🤖 AI Summary
This work addresses the vulnerability of standard federated learning algorithms to Byzantine nodes, which can cause catastrophic failure. It presents the first unified framework modeling Byzantine-robust distributed optimization as an inexact gradient method subject to both additive and multiplicative errors. Within this framework, two novel algorithms are proposed: one leveraging Nesterov acceleration and the other integrating an optimization similarity assumption with a robust aggregation mechanism. Theoretical analysis establishes that the proposed methods achieve optimal asymptotic error bounds under Byzantine attacks.

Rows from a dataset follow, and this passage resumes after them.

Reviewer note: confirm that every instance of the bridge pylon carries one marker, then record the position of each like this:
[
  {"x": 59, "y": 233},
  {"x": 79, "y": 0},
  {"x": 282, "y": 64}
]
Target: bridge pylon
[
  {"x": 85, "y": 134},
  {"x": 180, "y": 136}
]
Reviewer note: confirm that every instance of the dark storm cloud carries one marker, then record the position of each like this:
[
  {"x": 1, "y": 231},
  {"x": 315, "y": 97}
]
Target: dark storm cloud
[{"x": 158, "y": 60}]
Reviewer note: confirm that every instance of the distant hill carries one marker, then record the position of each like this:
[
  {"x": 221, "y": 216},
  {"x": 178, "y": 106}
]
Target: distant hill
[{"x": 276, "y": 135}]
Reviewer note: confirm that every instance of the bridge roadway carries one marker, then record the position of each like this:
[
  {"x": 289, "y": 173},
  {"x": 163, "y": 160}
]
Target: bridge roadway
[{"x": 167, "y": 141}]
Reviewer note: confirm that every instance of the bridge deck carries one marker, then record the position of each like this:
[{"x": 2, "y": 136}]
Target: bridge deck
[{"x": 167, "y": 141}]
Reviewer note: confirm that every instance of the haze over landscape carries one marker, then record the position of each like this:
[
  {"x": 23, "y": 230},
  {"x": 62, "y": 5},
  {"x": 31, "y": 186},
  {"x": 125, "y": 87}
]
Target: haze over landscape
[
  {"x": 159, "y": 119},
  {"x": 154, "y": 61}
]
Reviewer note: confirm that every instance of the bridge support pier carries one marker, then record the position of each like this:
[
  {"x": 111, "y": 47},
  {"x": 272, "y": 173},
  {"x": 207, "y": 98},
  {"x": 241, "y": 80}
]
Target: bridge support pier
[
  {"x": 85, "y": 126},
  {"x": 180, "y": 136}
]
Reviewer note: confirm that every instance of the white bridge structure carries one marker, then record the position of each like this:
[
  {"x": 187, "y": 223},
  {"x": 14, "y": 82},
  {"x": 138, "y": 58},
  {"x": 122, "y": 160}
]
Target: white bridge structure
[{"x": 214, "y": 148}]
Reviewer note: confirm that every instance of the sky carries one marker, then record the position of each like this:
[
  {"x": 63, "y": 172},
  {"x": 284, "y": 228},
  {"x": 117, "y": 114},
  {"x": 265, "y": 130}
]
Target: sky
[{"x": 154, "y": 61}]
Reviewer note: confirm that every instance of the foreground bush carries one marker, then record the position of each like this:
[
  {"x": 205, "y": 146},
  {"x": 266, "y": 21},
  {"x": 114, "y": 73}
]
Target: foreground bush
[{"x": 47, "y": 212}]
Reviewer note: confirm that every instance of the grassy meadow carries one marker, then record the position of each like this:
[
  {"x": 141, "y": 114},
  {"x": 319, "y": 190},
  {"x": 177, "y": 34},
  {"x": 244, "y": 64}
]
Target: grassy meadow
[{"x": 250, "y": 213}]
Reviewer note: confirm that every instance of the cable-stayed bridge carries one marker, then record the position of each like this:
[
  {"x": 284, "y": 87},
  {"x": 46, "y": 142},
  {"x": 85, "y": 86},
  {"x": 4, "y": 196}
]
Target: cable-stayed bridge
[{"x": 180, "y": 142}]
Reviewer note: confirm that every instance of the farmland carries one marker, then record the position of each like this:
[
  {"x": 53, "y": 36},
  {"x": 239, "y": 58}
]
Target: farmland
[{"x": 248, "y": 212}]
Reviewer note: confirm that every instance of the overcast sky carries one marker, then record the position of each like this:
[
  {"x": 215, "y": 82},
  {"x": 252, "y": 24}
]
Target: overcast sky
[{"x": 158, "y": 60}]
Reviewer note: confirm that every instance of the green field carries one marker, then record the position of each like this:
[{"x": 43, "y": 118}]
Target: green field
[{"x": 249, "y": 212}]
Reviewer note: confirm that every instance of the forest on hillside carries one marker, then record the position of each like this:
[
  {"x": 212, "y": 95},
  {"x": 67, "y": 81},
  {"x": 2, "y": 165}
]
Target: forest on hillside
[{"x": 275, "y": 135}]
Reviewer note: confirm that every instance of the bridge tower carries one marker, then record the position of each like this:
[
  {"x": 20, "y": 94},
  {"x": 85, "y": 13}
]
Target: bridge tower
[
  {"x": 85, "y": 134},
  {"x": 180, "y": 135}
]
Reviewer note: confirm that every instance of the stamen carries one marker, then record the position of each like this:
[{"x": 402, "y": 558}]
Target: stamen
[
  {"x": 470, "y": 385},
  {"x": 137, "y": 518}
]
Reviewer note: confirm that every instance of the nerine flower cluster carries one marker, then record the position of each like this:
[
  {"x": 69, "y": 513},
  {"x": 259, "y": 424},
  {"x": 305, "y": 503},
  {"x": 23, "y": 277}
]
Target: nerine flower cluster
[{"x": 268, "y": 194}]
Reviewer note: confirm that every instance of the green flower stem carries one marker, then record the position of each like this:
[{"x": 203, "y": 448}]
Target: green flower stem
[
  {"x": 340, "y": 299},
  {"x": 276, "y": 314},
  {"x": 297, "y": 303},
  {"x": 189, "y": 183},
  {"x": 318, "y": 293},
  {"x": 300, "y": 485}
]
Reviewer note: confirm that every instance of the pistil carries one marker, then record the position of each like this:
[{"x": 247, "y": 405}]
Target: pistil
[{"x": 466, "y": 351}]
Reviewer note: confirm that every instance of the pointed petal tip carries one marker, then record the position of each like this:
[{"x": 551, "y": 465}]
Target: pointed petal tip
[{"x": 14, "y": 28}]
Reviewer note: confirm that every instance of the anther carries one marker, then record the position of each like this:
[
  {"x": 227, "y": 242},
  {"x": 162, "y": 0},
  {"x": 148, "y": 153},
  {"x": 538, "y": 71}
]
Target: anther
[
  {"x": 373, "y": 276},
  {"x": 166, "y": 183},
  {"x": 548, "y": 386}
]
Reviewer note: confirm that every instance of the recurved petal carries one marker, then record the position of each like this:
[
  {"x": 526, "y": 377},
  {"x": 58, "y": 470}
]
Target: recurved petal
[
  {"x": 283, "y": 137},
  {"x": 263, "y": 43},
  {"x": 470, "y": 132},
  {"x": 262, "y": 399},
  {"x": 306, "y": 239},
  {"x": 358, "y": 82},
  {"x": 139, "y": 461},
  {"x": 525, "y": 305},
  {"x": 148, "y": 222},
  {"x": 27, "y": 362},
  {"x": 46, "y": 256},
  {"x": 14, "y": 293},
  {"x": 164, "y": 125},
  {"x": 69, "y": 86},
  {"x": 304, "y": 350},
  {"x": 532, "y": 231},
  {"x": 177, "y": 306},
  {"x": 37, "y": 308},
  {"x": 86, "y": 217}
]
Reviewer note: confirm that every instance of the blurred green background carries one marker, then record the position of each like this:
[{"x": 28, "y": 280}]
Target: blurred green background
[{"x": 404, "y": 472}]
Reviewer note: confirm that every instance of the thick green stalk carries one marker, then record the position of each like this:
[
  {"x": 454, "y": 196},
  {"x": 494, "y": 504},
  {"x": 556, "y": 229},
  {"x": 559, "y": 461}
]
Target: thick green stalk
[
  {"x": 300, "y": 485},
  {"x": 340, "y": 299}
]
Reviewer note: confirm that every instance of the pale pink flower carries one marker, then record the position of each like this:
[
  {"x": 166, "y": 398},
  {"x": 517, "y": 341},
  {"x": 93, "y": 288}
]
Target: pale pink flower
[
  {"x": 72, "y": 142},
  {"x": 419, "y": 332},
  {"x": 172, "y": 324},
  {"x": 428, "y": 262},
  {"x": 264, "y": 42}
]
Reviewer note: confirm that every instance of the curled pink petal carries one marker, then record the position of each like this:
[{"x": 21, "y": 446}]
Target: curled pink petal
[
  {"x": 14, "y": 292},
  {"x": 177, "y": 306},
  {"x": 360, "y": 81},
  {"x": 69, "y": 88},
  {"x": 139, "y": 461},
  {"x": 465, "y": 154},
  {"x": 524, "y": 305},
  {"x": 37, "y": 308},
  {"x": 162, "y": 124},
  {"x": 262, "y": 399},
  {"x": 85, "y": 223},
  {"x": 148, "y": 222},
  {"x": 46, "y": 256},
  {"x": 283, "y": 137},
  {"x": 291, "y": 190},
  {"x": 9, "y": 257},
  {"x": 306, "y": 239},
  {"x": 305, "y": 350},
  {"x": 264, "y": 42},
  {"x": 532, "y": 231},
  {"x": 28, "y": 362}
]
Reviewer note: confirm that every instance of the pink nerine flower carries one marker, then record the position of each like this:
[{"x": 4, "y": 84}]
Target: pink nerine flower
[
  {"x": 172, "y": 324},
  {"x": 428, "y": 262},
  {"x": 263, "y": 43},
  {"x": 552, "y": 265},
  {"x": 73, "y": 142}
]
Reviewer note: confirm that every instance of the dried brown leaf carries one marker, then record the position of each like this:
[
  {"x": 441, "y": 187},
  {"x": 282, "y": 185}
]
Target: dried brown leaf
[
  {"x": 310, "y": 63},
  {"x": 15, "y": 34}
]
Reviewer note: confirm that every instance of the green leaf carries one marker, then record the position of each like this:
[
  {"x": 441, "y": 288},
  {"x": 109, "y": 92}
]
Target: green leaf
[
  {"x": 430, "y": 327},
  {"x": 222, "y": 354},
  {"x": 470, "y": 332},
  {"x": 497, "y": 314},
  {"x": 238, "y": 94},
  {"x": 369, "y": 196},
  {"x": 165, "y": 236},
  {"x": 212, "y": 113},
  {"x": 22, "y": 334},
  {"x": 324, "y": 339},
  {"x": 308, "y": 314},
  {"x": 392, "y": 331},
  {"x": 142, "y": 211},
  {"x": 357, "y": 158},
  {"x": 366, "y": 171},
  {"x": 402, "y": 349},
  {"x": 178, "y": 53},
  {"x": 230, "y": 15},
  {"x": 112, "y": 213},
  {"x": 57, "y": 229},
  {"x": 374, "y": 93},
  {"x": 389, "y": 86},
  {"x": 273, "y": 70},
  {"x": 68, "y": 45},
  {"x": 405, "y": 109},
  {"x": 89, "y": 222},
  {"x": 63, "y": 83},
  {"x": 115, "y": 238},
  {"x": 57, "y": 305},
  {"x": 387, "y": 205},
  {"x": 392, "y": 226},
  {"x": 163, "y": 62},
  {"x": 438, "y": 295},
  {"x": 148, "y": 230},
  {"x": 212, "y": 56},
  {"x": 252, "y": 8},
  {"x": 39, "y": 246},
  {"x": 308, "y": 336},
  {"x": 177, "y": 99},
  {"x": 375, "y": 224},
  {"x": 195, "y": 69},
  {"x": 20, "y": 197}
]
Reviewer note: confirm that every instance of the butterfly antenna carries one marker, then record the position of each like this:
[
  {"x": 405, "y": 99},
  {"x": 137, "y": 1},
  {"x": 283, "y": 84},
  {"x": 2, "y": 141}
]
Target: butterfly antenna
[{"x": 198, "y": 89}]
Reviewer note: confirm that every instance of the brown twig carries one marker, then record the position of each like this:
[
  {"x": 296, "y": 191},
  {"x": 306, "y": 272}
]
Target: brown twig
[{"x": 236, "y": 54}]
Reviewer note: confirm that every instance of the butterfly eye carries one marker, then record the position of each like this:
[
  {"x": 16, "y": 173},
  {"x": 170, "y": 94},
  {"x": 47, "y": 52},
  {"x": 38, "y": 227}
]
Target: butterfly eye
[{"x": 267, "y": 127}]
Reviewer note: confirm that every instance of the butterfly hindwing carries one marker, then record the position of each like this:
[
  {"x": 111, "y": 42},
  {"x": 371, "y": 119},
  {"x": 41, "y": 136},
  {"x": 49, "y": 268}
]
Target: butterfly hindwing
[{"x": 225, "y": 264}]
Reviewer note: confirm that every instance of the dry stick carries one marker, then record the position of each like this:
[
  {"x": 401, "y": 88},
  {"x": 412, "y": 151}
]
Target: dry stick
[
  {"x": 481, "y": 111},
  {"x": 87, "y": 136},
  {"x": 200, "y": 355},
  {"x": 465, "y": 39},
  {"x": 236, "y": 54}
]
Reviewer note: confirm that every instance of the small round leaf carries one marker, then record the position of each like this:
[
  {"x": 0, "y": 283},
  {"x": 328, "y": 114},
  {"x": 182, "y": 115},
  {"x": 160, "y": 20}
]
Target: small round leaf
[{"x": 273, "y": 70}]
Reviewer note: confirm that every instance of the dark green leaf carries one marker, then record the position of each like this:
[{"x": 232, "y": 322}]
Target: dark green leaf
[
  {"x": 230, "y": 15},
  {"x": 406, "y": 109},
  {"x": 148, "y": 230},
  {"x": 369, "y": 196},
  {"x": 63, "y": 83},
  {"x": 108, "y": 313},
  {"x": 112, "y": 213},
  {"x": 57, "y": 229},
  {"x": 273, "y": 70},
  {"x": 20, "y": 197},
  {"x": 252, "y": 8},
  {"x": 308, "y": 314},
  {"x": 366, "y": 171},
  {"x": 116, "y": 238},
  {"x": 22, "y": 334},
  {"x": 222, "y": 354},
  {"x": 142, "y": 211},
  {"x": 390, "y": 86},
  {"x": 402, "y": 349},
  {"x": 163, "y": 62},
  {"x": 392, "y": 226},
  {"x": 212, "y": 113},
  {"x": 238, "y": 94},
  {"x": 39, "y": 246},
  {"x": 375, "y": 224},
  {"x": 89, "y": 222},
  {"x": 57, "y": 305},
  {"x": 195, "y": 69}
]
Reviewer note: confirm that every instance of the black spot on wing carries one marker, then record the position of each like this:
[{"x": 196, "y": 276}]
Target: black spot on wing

Experimental results demonstrate that these algorithms significantly reduce the number of communication rounds required for convergence and outperform existing approaches in both robustness and efficiency.
📝 Abstract
Standard federated learning algorithms are vulnerable to adversarial nodes, a.k.a. Byzantine failures. To solve this issue, robust distributed learning algorithms have been developed, which typically replace parameter averaging by robust aggregations. While generic conditions on these aggregations exist to guarantee the convergence of (Stochastic) Gradient Descent (SGD), the analyses remain rather ad-hoc. This hinders the development of more complex robust algorithms, such as accelerated ones. In this work, we show that Byzantine-robust distributed optimization can, under standard generic assumptions, be cast as a general optimization with inexact gradient oracles (with both additive and multiplicative error terms), an active field of research. This allows for instance to directly show that GD on top of standard robust aggregation procedures obtains optimal asymptotic error in the Byzantine setting. Going further, we propose two optimization schemes to speed up the convergence. The first one is a Nesterov-type accelerated scheme whose proof directly derives from accelerated inexact gradient results applied to our formulation. The second one hinges on Optimization under Similarity, in which the server leverages an auxiliary loss function that approximates the global loss. Both approaches allow to drastically reduce the communication complexity compared to previous methods, as we show theoretically and empirically.